Tableau Tip #4 - Serving up some rules to optimise your Tableau Server

by Ravi Mistry

We’ve had the legend that is Jonathan MacDonald teaching us Tableau Server this week, and the fact is, it’s been super cool. I have no knowledge of anything server related, so having JMac here as well as *the Guy* for Tableau Server, David Spezia coming in to run a master-class. This included a number of ‘rules of thumb’ and today, Alexandra and I have added a few tips about this product for your perusal.

Sasha (Alexandra) has mentioned how to best configure the server for optimal performance depending on your usage, and I’m going to run through a few ideas which you should keep in mind when purchasing your hardware for the server, if you’re starting from scratch.

First of all, if you are installing a cluster of servers, then you should ensure that all the machines are all running either 32-bit each or 64-bit each. This is because when the software is installed, then there may be communication issues between the configured machines – It’s just inadvisable to include different types of systems to communicate with each other. Something will break.

Hardware-wise, you should look to add;

  • 8GB of RAM per core of your server
  • 500MB to 2GB of hard disk space per User (Depending on whether you are using extracts heavily or not)
  • The disk write and read speed should be greater than 400MB per second up to about 750 MB/s (else it gets stupidly expensive!) and ideally is solid-state hard drive

There are 13 components within Tableau Server; a number of these are configurable and when setting up, there are a certain number of rules of thumb that you should look to follow when configuring the loads on your server.

The gateway is a key part of the server; it has to exist as this is the port where the traffic will come in and out. If you’re setting up to have a server running and existing for a long period of time, then you should look to include a number of gateways – This will make sure that the amount of traffic is distributed around, especially given the round robin structure of the gateway module. If there are a number of users who will access the server at once and you are looking to make sure that it doesn’t go down, then an external load balancer may be recommended. This acts as almost a traffic light, ensuring that no-one server is overwhelmed. It can also double up as a proxy, but that’s for another post (or an alternate blog!)

VizQL is a massive CPU hog – you should look to have;

  • 1 VizQL per 25-50 concurrent users
  • But only up to 8 VizQL’s running on one machine
  • VizQL is also dependant on having an Application Server, and there should be one per VizQL. However, 1 Data Engine needs 2 VizQL processes, but if the processes are likely to include heavy data extracts, then you should look to have a 1:1 relationship to optimize performance.

Similar to VizQL, the backgrounder takes up a lot of space on the CPU, so should generally look to be on it’s own machine where possible. The number of processes that this takes up is determined by the number of cores on the server, divided by 2.
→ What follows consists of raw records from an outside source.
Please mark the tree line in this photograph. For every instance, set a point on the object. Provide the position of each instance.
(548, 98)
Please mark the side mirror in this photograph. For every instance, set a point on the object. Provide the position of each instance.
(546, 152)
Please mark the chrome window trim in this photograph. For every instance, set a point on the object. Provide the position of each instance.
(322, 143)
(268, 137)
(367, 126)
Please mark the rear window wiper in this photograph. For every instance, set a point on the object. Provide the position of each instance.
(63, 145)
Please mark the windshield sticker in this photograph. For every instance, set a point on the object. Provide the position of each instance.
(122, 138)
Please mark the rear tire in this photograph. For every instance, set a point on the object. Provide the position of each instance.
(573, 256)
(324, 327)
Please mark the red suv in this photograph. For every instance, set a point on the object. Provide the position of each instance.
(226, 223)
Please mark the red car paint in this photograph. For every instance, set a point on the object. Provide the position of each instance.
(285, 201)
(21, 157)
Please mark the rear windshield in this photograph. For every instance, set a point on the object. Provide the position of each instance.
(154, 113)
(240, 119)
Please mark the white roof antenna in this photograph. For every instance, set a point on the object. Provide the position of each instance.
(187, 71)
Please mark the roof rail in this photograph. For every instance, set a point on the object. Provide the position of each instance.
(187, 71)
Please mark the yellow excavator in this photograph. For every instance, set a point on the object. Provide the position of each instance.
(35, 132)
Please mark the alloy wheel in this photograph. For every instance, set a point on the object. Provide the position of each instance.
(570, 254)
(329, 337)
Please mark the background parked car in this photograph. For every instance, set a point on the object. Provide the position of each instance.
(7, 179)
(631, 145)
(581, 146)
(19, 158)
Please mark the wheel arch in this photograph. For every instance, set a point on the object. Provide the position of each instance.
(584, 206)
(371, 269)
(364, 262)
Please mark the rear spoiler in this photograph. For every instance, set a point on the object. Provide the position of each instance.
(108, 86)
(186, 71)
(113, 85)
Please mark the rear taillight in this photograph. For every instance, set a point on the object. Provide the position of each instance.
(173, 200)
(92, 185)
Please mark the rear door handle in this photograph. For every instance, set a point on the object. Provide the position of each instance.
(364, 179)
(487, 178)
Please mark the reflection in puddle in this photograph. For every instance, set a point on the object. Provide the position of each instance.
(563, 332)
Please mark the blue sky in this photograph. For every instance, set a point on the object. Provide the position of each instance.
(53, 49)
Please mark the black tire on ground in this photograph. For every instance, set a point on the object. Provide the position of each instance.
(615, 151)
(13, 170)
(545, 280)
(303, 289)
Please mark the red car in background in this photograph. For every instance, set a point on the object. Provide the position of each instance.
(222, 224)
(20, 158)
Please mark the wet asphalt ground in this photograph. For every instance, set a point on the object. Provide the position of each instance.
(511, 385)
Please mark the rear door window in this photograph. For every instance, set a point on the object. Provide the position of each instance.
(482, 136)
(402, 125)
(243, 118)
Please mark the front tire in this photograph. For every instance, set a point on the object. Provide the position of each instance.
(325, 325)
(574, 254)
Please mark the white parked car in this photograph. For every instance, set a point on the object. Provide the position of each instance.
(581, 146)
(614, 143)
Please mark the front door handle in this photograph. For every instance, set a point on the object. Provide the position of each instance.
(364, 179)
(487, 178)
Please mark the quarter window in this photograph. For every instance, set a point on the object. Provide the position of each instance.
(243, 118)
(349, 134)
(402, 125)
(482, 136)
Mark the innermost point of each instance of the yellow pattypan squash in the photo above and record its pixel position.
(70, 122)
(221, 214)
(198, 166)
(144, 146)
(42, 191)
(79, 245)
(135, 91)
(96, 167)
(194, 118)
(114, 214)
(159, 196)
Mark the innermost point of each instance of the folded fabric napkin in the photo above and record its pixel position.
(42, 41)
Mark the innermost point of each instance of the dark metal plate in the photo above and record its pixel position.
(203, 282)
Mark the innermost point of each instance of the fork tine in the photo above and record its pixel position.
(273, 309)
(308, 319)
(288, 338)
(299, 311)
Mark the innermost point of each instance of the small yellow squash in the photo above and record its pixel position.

The cluster controller and the co-ordination service are linked; these are the failsafe within the server, and they both work together in the event of an emergency. The Cluster Controller acts as a smoke alarm, as it monitors all the processes in a cluster, whilst the co-ordination service points at the machine/computer which will solve the problem – it essentially rings 999 or 911 to call the fire brigade to put the fire out.

For every application server, there should also be a search and browse, as this allows the server environment to be queried, filtering the data or content on the server and bringing back what is called. Where the search and browse is, there should also be a repository – The repository is the PostGRES part of the server, and is a passive AND active part of the server. One part reads, writes and executes actions such as the file structure whilst the other logs every query in case the other fails. They store the server data, so natural for any query that is asked that the repository has to be on that machine to log the fact that the query occurred.

I understand that this has been a long and fairly complex blog post, but I hope that it helps you gain some level of insight on the best practices when setting up your server hardware and configuring it for optimal performance.